KİBİR ABİDESİ, KİMİN PARASIYLA KİMİ DOYURUYORSUN?
‘Kibir abidesi’ dediğim zaman bazı çevreler ‘ya bu kadar da sert eleştiri olur mu’ dediler. Kibir abidesi demek: her şey benden çıkar anlamına gelir, ben olmazsam olmaz anlamına gelir. Allah kimseyi kibirli yapmasın. Alçakgönüllü olmak lazım. Mevlana’nın söylediği gibi olmak, herkese saygı duymak. Kişinin kimliği, inancı, zengin midir fakir midir demeden. Hele devleti yönetenlerin çok daha fazla bütün insanlara saygı göstermesi lazım.
16 Mayıs’ta diyor ki 'Herkesin midesini doyurduk ama neticede durum böyle. Karnını doyuruyorsunuz her türlü ihtiyacını karşılıyorsunuz, yine de oy vermiyor.' Millet akıllı kardeşim niye sana oy versin?

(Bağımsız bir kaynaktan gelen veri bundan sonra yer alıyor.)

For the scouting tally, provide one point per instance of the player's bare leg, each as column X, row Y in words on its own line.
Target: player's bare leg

Kimin parasıyla kimi doyuruyorsun, asıl soru bu. Kendi cebinden mi ödüyorsun o parayı? Fakir fukaradan topladığın paralarla sosyal yardım yapıyorsun 'ben seni doyurdum' diyorsun. Bunun adı kibir değil de nedir? Taksiye binerken, su içerken, bulaşık yıkarken vergi alacaksın, aldığın vergiden fakir fukaraya beş on kuruş bir şey vereceksin, 'karnını doyuruyorum' diyeceksin. Asıl 80 milyon seni doyuruyor, sen bunun farkında mısın? Dönüp kendine bir baktın mı? Yazlık sarayın var, sana o sarayı kim aldı? Kışlık sarayın var, uçan sarayın var onu sana kim aldı?
Dönüp bir de diyorsun ki 'karnını doyuruyorum'. Onlar seni doyuruyorlar. Senin bütün mutfak masraflarını karşılıyorlar. Uçak masraflarını, benzinini karşılıyorlar. Bütün korumalarının masrafını karşılıyorlar. Sen kalkmışsın kibrinle “ben sizin karnınızı doyuruyorum” diyorsun. Gözüne dizine dursun, 80 milyon sana çalışıyor."